Services stuck in unhealthy loop, exiting status code 1. DB server is intermittently down

I have two services that have been running for months fine, and the last time they were deployed was several days ago.

About an hour ago they both started failing. They both seem to be stuck in a loop where they fail, try to restart and fail again, constantly showing “Server unhealthy. Exited with status 1 while running an internal process.”. Looking at the metrics tab, everything looks to be well under their plan limits. No errors or anything amiss in my application logs.

In conjunction with that, I have been receiving the occasional error in my Sentry dashboard: “Can’t reach database server at ${db-service-id}”, which means the service can’t connect to my PG service. It should be noted that we do have a render forced database maintenance window scheduled in three days.

The website that is running these services as their backends still seems to be operational, which is a relief but still confusing.

I have reached out to render support, but have not heard back from them. Does anyone have any idea as to what could be going on, or how I could go about debugging the issue. My gut is telling me this is a render system level issue and not something to do with my application code, but would to do anything I can to make sure this is not the case.

1 Like

We are seeing this exact issue as well — both forms. We are seeing the “Server unhealthy. Exited with status 1 while running an internal process.” loop as well as sporadic network failures, all across the board (github.com, pypy, google maps API, stytch API, our Render database, etc.)

It’s very unclear what we can do on our end to resolve this. It seems like random network connectivity issues within Render’s infrastructure.

Makes me feel a little better I am not the only one. Our systems look to be operational again and healthy.
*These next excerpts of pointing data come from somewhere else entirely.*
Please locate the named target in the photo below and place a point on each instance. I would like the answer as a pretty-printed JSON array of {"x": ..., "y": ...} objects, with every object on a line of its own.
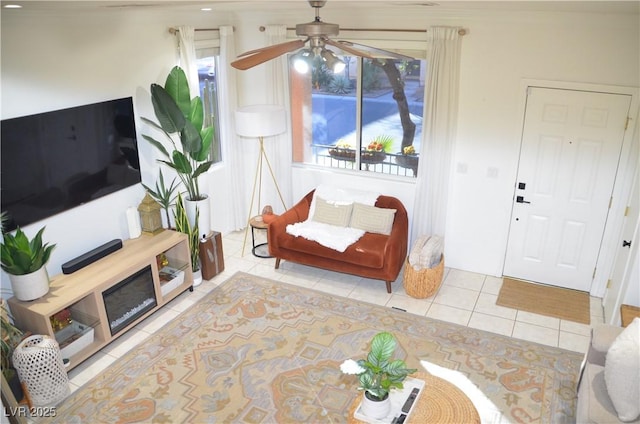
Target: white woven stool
[{"x": 40, "y": 368}]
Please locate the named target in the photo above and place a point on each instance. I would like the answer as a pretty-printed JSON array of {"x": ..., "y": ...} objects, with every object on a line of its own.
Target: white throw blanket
[
  {"x": 488, "y": 411},
  {"x": 331, "y": 236}
]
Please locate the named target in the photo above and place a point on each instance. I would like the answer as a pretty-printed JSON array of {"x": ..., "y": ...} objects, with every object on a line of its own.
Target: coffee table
[{"x": 440, "y": 402}]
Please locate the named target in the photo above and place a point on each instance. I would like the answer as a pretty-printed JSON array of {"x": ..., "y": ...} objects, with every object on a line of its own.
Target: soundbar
[{"x": 91, "y": 256}]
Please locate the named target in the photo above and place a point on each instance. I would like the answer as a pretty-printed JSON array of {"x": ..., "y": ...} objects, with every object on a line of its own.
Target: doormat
[{"x": 572, "y": 305}]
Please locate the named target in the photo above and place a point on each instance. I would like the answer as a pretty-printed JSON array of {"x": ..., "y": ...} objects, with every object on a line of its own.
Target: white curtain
[
  {"x": 227, "y": 103},
  {"x": 279, "y": 149},
  {"x": 439, "y": 128},
  {"x": 188, "y": 59}
]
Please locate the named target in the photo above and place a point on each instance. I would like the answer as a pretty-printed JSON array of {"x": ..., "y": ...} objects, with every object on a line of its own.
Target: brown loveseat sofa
[{"x": 374, "y": 256}]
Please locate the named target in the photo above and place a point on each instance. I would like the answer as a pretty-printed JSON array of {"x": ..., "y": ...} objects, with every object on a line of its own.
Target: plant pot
[
  {"x": 408, "y": 161},
  {"x": 375, "y": 408},
  {"x": 204, "y": 215},
  {"x": 30, "y": 286}
]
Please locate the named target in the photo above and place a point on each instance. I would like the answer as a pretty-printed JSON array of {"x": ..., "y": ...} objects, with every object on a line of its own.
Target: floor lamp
[{"x": 260, "y": 121}]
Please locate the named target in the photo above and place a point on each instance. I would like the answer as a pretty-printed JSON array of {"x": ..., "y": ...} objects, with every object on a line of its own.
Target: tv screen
[{"x": 54, "y": 161}]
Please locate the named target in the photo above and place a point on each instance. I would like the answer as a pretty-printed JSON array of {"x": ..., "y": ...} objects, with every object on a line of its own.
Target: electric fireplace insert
[{"x": 129, "y": 299}]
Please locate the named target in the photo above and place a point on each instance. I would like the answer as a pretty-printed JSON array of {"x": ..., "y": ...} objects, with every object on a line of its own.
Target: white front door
[{"x": 571, "y": 143}]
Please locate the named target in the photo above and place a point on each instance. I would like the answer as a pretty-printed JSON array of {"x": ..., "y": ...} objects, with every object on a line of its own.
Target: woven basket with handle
[{"x": 424, "y": 282}]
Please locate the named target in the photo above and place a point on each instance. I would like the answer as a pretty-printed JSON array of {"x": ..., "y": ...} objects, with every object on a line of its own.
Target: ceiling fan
[{"x": 317, "y": 33}]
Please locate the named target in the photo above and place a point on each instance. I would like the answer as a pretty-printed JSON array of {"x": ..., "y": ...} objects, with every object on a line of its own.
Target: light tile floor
[{"x": 463, "y": 298}]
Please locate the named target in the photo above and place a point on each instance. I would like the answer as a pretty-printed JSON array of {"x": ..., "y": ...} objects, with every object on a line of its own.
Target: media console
[{"x": 90, "y": 299}]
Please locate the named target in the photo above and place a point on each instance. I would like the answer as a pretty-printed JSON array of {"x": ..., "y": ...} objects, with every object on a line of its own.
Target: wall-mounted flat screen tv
[{"x": 54, "y": 161}]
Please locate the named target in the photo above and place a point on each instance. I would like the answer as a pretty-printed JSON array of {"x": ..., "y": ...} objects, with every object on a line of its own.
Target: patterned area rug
[{"x": 260, "y": 351}]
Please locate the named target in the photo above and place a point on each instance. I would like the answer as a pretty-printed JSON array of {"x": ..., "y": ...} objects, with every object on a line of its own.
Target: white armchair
[{"x": 595, "y": 403}]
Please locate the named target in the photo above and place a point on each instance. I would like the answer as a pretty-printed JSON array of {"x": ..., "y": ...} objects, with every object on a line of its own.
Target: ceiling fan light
[
  {"x": 302, "y": 61},
  {"x": 332, "y": 62}
]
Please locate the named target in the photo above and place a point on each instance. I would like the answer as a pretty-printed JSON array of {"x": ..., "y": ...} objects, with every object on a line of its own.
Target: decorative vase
[
  {"x": 204, "y": 217},
  {"x": 30, "y": 286},
  {"x": 197, "y": 278},
  {"x": 374, "y": 408}
]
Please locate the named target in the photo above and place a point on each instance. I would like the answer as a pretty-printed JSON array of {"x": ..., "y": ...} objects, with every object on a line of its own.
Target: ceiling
[{"x": 624, "y": 7}]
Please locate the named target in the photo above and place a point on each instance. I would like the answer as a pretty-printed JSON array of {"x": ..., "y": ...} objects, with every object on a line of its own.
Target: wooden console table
[{"x": 440, "y": 402}]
If anyone from Render is reading this, I totally get that these things happen, but it is absolutely essential that you guys update your status page as soon as something happens. I had to drop everything I was doing to investigate this, and the first thing I looked at was your status page to try and determine if this was an issue on my end. I see that you guys have now updated your status, but at the time it was green.

Hello,

We’re currently investigating an incident related to these Server unhealthy events. See https://status.render.com/incidents/zlpp8npgl50n for updates.

Best Regards,

Matt

My build deploys well, I’m using it, and after half day, sometimes sooner I start seeing all of these:

Server unhealthy
Exited with status 1 while running your code.
November 9, 2022 at 12:27 PM

Nothing more is said. The logs stop because of this.
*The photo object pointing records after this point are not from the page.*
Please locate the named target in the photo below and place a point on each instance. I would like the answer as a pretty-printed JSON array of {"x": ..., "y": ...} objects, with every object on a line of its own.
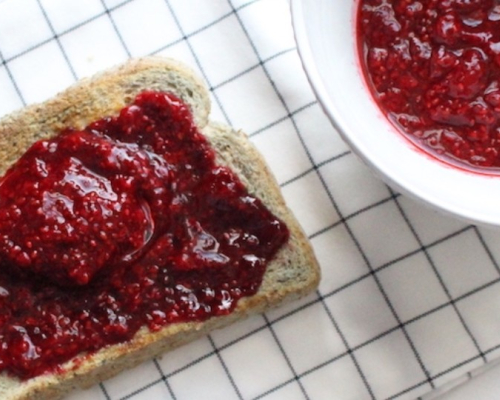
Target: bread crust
[{"x": 293, "y": 273}]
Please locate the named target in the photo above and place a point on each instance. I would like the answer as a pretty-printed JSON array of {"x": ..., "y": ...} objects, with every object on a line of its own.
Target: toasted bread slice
[{"x": 293, "y": 273}]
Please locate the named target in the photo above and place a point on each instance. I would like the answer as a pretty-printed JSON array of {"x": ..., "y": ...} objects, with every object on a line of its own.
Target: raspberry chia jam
[{"x": 434, "y": 68}]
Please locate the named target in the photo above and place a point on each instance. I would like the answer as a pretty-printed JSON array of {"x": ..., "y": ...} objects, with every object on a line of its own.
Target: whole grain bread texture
[{"x": 293, "y": 273}]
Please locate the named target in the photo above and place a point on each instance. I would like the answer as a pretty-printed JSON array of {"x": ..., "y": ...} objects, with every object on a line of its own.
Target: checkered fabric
[{"x": 409, "y": 300}]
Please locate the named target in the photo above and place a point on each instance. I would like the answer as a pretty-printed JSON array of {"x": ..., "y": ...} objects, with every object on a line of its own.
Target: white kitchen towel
[{"x": 409, "y": 300}]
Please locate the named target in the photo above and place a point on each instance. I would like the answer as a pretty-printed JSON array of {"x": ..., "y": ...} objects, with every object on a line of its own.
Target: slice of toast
[{"x": 293, "y": 273}]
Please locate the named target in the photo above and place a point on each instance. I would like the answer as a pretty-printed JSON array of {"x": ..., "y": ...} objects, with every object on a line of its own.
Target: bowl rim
[{"x": 459, "y": 209}]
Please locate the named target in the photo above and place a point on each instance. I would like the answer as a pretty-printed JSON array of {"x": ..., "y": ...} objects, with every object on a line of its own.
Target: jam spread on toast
[
  {"x": 434, "y": 68},
  {"x": 127, "y": 223}
]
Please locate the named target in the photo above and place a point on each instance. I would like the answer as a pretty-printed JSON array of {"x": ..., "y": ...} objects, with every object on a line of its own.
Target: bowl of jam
[{"x": 413, "y": 86}]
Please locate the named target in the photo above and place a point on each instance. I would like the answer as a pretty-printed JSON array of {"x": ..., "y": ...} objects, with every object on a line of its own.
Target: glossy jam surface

This is an initial project for a client and I’m seeing if I can trust the uptime to use render. Is there a way that I can know what’s causing this state? Is the server too small? I’m blind trying to troubleshoot this, any takers?

If it is deploying fine and only exiting after running for a while, it could be a memory leak issue. Have you tried rolling back to a known good commit and seeing if it still runs? A while back I had this same issue, and it was due to a memory leak. In my case, I was running several thousand jobs that were calling async tasks but did not properly wrap them in async/await.

Hey Paul!

Thanks for helping! This is a simple Rails 7 app that does nothing but questionnaires when someone fills it. No one is using as it sits idle, no cron jobs, it’s simply waiting for the client to review the functionality. Is there a way to see the memory consumption?

@denisdaigle If it is a basic rails app as you describe, I doubt its a memory leak issue like what I described. Have you looked at the metrics tab in render to make sure you have enough resources allocated for your application? You may need to bump up to the next tier. Or it could def be on the render side, I just looked at status.render.com and it looks like the oregon datacenter is having issues, as well as some of their managed DB services. For what its worth, I am in the oregon DC and using both postgres and redis through render, and all our systems seem to be operational.

At this point I’m pretty convinced that it’s an issue with Render since it’s ok for a while (3 days), but then there’s a string of these down times, then it’s fine again. Not yet up to SLA guarantee standards, but if Render can be a good alt to Heroku then we can help ride out the bumps. I’m sure it’s infinitely more complex than we imagine for the staff right now.